The reorganization appears to signal the ascendancy of Susan Decker, the chief financial officer, a well-regarded executive whose responsibilities were recently expanded to include classifieds, autos, HotJobs, shopping, travel and other Yahoo products. She will now head the advertiser and publisher group.
Decker joined Yahoo in 2000 from Donaldson, Lufkin & Jenrette, where she served as global director of equity research and before that, a newspaper company analyst. Decker, known for her tight hold on Yahoo's purse strings, is seen as a possible candidate to replace Semel, a path unobstructed now that Rosensweig is leaving the company.
Rosensweig will depart at the end of March when the company expects the reorganization to be complete. Currently, a number of operating and other units report to Rosensweig.
Among them is the media group led by Braun, who joined Yahoo two years ago with ambitious plans to develop original programming for the Internet from a base in Santa Monica, California. He scaled back his plans after run-ins with Yahoo's management, especially Decker, over budgets.

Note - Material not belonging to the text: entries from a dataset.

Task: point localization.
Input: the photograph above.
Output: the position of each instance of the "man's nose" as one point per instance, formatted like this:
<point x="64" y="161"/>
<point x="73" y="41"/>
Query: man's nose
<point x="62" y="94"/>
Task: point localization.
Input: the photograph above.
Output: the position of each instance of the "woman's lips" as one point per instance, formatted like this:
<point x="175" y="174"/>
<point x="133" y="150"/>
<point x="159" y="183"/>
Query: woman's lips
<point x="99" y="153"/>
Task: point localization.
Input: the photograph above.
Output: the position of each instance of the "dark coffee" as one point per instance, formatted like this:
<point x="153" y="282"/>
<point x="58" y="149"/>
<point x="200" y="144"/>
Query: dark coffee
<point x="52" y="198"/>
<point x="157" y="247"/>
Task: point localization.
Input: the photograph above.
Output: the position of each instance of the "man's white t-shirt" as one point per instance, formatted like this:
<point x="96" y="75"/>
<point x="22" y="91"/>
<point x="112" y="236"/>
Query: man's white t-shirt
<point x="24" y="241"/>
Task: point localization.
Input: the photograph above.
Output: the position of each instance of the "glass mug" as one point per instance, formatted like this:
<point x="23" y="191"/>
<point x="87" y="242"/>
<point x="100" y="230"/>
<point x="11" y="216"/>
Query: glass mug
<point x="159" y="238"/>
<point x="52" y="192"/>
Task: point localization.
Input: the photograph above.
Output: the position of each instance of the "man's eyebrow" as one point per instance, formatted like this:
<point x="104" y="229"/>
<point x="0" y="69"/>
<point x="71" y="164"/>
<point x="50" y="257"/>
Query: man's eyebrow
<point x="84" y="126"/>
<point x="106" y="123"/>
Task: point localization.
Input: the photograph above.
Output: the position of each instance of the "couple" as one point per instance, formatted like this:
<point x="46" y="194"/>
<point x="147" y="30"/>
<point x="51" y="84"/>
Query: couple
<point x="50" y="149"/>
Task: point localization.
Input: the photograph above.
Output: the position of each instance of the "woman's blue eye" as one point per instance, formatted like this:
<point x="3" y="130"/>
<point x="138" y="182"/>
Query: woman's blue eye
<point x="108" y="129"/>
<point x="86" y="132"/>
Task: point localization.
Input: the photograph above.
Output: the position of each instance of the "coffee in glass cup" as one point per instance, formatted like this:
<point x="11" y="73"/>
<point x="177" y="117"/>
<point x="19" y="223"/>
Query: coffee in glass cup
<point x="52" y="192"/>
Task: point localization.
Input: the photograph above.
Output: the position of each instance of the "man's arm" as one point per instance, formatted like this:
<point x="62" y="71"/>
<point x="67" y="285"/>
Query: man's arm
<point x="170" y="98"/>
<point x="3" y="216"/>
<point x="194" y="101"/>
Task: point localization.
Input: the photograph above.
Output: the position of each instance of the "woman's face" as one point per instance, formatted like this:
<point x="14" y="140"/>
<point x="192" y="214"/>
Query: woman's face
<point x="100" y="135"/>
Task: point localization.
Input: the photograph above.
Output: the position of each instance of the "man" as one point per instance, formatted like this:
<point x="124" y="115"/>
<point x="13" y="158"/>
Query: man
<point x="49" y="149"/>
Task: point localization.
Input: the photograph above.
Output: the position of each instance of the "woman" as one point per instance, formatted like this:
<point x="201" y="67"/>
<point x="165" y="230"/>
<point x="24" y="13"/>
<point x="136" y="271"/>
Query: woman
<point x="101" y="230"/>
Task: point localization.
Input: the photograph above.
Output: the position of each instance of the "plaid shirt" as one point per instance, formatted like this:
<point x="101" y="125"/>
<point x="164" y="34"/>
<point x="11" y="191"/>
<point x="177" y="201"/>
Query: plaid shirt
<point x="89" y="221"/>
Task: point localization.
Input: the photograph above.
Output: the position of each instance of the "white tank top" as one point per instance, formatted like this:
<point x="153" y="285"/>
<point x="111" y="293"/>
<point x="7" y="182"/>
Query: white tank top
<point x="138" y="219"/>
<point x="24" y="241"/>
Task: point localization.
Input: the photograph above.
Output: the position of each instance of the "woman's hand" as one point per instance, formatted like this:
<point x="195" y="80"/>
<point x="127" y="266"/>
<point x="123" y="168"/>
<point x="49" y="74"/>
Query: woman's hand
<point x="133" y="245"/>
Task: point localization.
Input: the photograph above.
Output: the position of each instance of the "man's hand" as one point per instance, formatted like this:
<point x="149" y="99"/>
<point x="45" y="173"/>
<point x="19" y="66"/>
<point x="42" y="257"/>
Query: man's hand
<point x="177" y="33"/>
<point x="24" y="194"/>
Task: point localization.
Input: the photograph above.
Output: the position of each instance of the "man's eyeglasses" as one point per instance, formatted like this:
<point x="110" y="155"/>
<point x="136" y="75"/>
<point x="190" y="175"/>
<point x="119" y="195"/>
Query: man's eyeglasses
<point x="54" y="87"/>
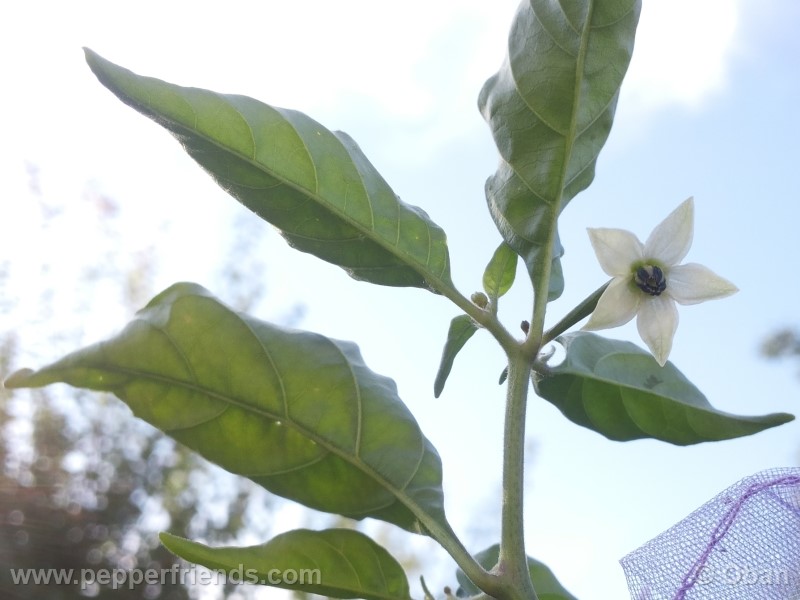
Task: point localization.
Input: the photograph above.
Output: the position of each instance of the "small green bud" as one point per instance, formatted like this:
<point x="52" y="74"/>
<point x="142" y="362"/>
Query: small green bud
<point x="479" y="299"/>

Despite its position as the leading Internet destination, Yahoo has suffered many setbacks in recent months, including the delay of a major overhaul of its advertising system.
Its problems also include the growing lead that Google enjoys in searches and advertising, and an inability to compete effectively in social networking media, where companies like MySpace and YouTube have been acquired by rivals. There have been increasing reports of departures, low morale and internal complaints of a growing bureaucracy.
Semel said that when he joined the company five years ago, he focused on increasing the breadth of Yahoo products. Now, he said, the company is beginning a transformation to make itself "more customer-centric, not more product-centric."
"Yahoo has always been a very product-specific firm," Semel said. "Many different groups in the company were building new product innovations and features for whatever group they were working for." The company will now have the ability to put its engineering resources into technology platforms that could be used across the entire Yahoo network, he added.
Farzad Nazem, the chief technical officer, will head a new technology group, and Yahoo said it would run an external search for an executive to lead its audience group, as well as for a new chief financial officer.
It is not entirely clear what the changes will mean for Yahoo's sprawling network of products or whether they will satisfy demands from stakeholders for a major overhaul.
"In a nutshell, Yahoo has fallen victim to its own success," Safa Rashtchy, a Piper Jaffray analyst, said on Tuesday before the reorganization was announced.
Yahoo was able to notably expand its audience after the Internet bubble burst, Rashtchy said.